What will you do?
You will proactively look for the newest and most sophisticated attacks techniques, deeply research and understand their internals and emulate these attacks in order to assess and improve our detection engines.
You will be conducting a comprehensive analysis of potential attack paths within diverse systems and networks in cloud environments. You will be responsible for identifying and prioritizing potential vulnerabilities and weaknesses that could be exploited by cyber adversaries.
You will build tools to support detection assessments, create proof-of-concepts for the newest techniques & exploits, and develop automation flows to automate unconventional attacks and offensive frameworks.
You will work closely with our Threat-Intelligence team, research and engineering detection teams, to provide guidance and expertise in attack path analysis.
You will be responsible for writing detection content for attack path scenarios and threats and checking for false positive rates.
Experience in cloud attack path analysis, vulnerability assessment, and threat modeling.
Familiarity with cloud services, Kubernetes, cloud architecture, and major cloud providers (AWS, GCP, Azure).
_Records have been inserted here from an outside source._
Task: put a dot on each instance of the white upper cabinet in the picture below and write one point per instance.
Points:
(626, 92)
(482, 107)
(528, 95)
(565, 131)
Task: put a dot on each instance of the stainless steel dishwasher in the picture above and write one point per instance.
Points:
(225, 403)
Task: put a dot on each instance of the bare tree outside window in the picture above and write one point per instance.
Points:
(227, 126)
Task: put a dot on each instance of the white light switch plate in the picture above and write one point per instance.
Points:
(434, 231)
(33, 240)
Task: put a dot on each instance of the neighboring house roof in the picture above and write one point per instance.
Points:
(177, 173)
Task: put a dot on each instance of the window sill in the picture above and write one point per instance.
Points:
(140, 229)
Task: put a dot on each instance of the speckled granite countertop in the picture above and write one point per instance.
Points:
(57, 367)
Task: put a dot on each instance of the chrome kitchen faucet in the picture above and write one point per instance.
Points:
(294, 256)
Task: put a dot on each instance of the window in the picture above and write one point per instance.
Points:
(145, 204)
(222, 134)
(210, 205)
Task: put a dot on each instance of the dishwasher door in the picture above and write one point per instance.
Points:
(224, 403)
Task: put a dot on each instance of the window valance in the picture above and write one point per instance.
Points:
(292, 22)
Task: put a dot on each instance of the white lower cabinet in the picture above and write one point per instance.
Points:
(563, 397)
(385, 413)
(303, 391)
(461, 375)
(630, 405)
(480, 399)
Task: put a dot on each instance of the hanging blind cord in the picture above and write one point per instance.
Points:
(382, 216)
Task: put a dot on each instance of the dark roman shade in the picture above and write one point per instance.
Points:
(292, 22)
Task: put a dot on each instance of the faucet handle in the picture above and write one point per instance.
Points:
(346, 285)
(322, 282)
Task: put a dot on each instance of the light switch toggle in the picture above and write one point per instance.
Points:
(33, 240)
In-depth understanding of cloud ecosystem, security principles, services, configurations, best practices, and relevant frameworks.
2+ years of experience in Red Teaming / Offensive Research / Penetration Testing with deep understanding of OS internals (Windows/Linux).
Hands-on experience with coding in Python and C/C++.
Deep understanding of the malware world (how malware operates, infamous families, evasion and exploitation techniques).
Advantage
Experience in malware analysis (statically and dynamically) and reverse engineering (x86/x64).
Understanding of existing AVs internals.
Experience writing detection signatures/heuristics.